La madre 61enne ‘presta’ l’utero al figlio gay affinché abbia un figlio

E’ figlia di mio figlio. Io sono semplicemente la nonna.

Matthew e il suo compagno Elliot volevano un bambino. E la madre di Matthew li ha accontentati, prestando il suo utero. Cecile Elegge, 61 anni, ha voluto fare questo regalo al figlio gay e al suo compagno, offrendosi spontaneamente di utilizzare il suo utero per la fecondazione in vitro. Era da tempo che Matthew (32enne) e Elliot (29 anni) ne stavano parlando, e la donna ha deciso di proporsi per vedere realizzato questo loro sogno.

I due ragazzi non si aspettavano una proposta del genere, dato che Cecile sarebbe sia la madre che la nonna del bambino. Dopo aver accettato la proposta, la donna e la coppia hanno iniziato la pratica per avere un figlio. Cecile è in menopausa da circa 10 anni, ma ha sempre avuto l’intenzione di fare questo regalo al figlio. Durante le visite di controllo, i medici che hanno seguito il caso hanno confermato che anche se in menopausa e l’età, avrebbe potuto partorire senza problemi un altro figlio, dopo 30 anni dall’ultimo parto. 

Il figlio gay di Cecile: “Siamo così grati a lei per questa sua azione”

Cecile ha ricevuto gli ovuli da una donna donatrice, e ha poi portato avanti la gravidanza per suo figlio Matthew. La donatrice, però, non era una persona qualunque, bensì la sorella di Elliot, la quale si è offerta di dare i suoi ovuli. Gli ovuli, poi trapiantati su Cecile, sono stati poi fecondati con il seme di Matthew, e la donna è rimasta incinta sorprendentemente al primo tentativo. Matthew, parlando della madre subito l’offerta, aveva affermato:

Non so come descrivere mia madre, so solo dire che la amo, la amiamo e siamo così grati a lei per questa sua azione.

Il giorno previsto del parto, Cecile ha fatto nascere Uma, con un parto naturale. I medici erano entusiasti, ma mai come Matthew, Elliot e il marito della donna (e padre di Matthew).
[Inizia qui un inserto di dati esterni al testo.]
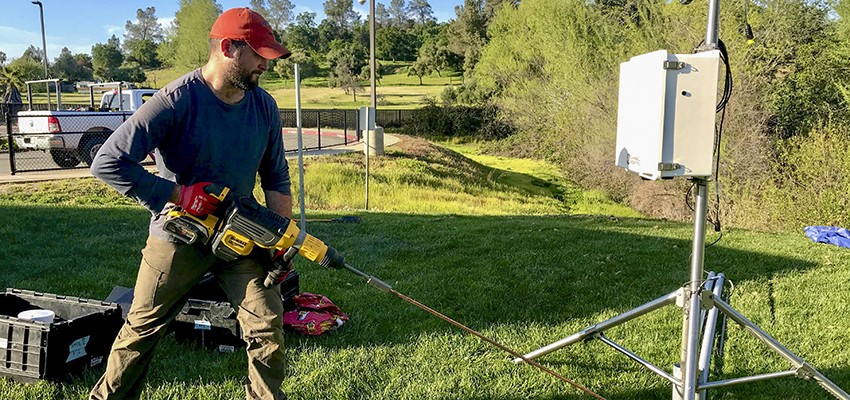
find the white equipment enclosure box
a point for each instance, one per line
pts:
(666, 115)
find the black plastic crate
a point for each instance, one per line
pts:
(212, 323)
(80, 336)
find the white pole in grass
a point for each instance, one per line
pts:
(300, 145)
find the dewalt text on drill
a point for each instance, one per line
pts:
(241, 224)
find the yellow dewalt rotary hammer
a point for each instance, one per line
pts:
(240, 224)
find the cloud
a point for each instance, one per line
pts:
(14, 41)
(165, 22)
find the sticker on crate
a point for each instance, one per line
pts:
(77, 349)
(226, 349)
(203, 325)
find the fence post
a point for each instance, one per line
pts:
(7, 110)
(319, 128)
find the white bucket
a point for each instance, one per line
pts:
(38, 315)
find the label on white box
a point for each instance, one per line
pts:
(78, 348)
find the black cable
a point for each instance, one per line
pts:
(721, 108)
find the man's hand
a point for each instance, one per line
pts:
(195, 200)
(280, 268)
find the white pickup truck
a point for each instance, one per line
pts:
(74, 136)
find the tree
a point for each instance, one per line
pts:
(107, 59)
(421, 10)
(343, 77)
(347, 60)
(143, 37)
(83, 60)
(395, 44)
(382, 16)
(468, 33)
(35, 53)
(147, 27)
(131, 71)
(304, 33)
(492, 6)
(340, 13)
(419, 68)
(144, 52)
(398, 12)
(166, 52)
(366, 72)
(65, 66)
(436, 54)
(277, 12)
(194, 21)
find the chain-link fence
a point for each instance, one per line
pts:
(59, 140)
(70, 139)
(320, 128)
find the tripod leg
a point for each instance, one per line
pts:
(803, 369)
(715, 284)
(589, 332)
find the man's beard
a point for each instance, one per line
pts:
(240, 77)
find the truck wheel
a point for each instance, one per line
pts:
(89, 150)
(64, 159)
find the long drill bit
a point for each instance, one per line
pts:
(388, 289)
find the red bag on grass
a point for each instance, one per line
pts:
(314, 315)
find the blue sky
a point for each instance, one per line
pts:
(78, 24)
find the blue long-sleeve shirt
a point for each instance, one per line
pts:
(195, 137)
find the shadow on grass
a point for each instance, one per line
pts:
(518, 272)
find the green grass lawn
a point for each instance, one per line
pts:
(505, 251)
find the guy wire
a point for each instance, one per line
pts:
(494, 343)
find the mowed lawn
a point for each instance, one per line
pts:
(507, 251)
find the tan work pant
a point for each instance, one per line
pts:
(167, 272)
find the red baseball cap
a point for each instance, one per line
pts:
(246, 25)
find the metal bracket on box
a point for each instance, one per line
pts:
(668, 166)
(674, 64)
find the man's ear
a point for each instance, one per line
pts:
(225, 47)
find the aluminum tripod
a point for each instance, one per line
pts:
(700, 302)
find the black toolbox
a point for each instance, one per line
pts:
(80, 335)
(208, 318)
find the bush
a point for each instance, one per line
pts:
(457, 121)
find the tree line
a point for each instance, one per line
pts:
(406, 30)
(551, 69)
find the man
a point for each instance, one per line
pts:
(210, 126)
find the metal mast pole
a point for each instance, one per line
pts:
(691, 311)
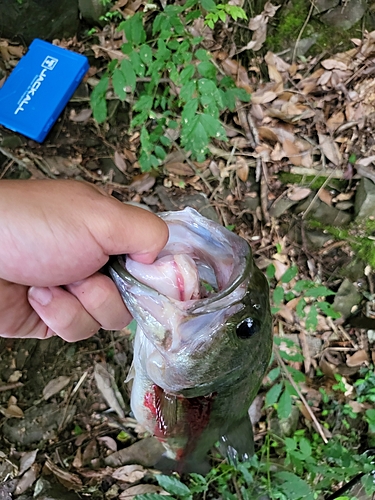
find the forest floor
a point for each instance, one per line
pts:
(296, 180)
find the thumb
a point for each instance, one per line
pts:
(131, 230)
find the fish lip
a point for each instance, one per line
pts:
(196, 306)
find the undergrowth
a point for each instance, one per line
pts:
(177, 95)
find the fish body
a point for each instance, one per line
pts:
(203, 340)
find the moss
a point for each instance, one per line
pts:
(289, 21)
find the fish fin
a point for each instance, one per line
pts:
(238, 443)
(131, 374)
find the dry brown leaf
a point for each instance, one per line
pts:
(179, 168)
(54, 386)
(299, 193)
(333, 64)
(330, 149)
(120, 162)
(67, 479)
(129, 473)
(292, 152)
(278, 153)
(27, 460)
(142, 183)
(262, 97)
(82, 116)
(242, 168)
(238, 72)
(27, 480)
(280, 268)
(141, 489)
(325, 196)
(14, 377)
(335, 121)
(358, 358)
(267, 134)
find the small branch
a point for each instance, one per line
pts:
(300, 395)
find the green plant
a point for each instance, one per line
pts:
(222, 11)
(311, 296)
(174, 83)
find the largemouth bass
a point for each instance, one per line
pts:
(203, 340)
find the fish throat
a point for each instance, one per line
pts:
(176, 415)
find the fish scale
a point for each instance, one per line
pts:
(198, 363)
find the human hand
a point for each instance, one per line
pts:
(54, 238)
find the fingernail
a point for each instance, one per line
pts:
(41, 295)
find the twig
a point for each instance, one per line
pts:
(9, 387)
(300, 395)
(302, 30)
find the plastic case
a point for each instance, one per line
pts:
(39, 87)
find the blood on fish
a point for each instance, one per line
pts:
(149, 402)
(192, 417)
(180, 280)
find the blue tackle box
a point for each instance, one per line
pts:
(39, 87)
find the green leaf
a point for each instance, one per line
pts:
(294, 487)
(305, 447)
(278, 295)
(188, 90)
(145, 54)
(208, 4)
(273, 394)
(312, 318)
(289, 274)
(328, 310)
(274, 374)
(187, 74)
(207, 69)
(319, 291)
(98, 101)
(270, 271)
(202, 55)
(134, 30)
(284, 406)
(160, 153)
(119, 83)
(137, 64)
(173, 485)
(129, 74)
(213, 127)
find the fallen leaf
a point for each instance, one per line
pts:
(14, 377)
(179, 168)
(335, 121)
(129, 473)
(292, 152)
(27, 460)
(142, 183)
(67, 479)
(242, 168)
(27, 480)
(330, 149)
(54, 386)
(106, 384)
(141, 489)
(333, 64)
(82, 116)
(260, 97)
(299, 193)
(358, 358)
(120, 162)
(325, 196)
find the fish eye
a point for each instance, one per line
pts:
(247, 328)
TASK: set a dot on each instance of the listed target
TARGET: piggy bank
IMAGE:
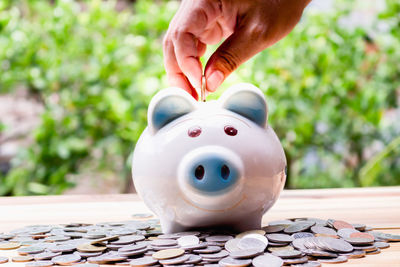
(209, 164)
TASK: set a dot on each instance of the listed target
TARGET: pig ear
(247, 100)
(168, 105)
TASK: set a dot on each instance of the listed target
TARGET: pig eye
(230, 130)
(194, 131)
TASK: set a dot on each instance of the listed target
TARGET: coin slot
(199, 172)
(225, 172)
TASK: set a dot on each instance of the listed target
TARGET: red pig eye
(194, 131)
(230, 130)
L’uomo, nonostante non sia un fatto normale che la madre partorisca il nipote, ha sostenuto la scelta della donna e la ha aiutata per tutti i 9 mesi. A chi le chiede come vede la bambina, lei risponde:

Uma non è mia figlia. E’ figlia di mio figlio, io sono semplicemente sua nonna.

La famiglia al completo

Pochi giorni dopo il parto, i 3 sono tornati finalmente a casa a Omaha, nel Nebraska.

Uma ora avrà alcuni incredibili modelli femminili da guardare in Lea e mia madre. Non vedo l’ora che lei sviluppi un legame incredibilmente speciale con entrambi.

ha spiegato Matthew, che ancora non riesce a credere di essere padre, assieme a suo marito.

2 commenti su “La madre 61enne ‘presta’ l’utero al figlio gay affinché abbia un figlio

  1. Confermando che questa storia mi commuove, ho due grandi dubbî: il fatto che la fecondazione sia passata tramite un incesto tra sorella e fratello non è stato un rischio per la salute della bambina? Sindrome di Down intendo. Secondo punto: la prima foto ritrae i due mariti nei panni della mascolinità e della femminilità. Pur non avendo riserve su questa immagine, mi chiedo perché una coppia gay debba imitare una coppia etero. Cioè, come diceva Mieli nei suoi Elementi, le coppie gay sono diverse da quelle etero, perché scimmiottarle? L’obiezione che gli omofobi cavalcano è che le coppie omosessuali facciano finta di essere coppie etero, e dall’immagine si evince, effettivamente. Matthew è certamente uno gnocco, ma spero che non passi l’idea che essere omosessuali significhi dover comunque abbracciare o la femminilità o la mascolinità, mentre sia l’una sia l’altra possono coesistere o dileguarsi senza conseguenze.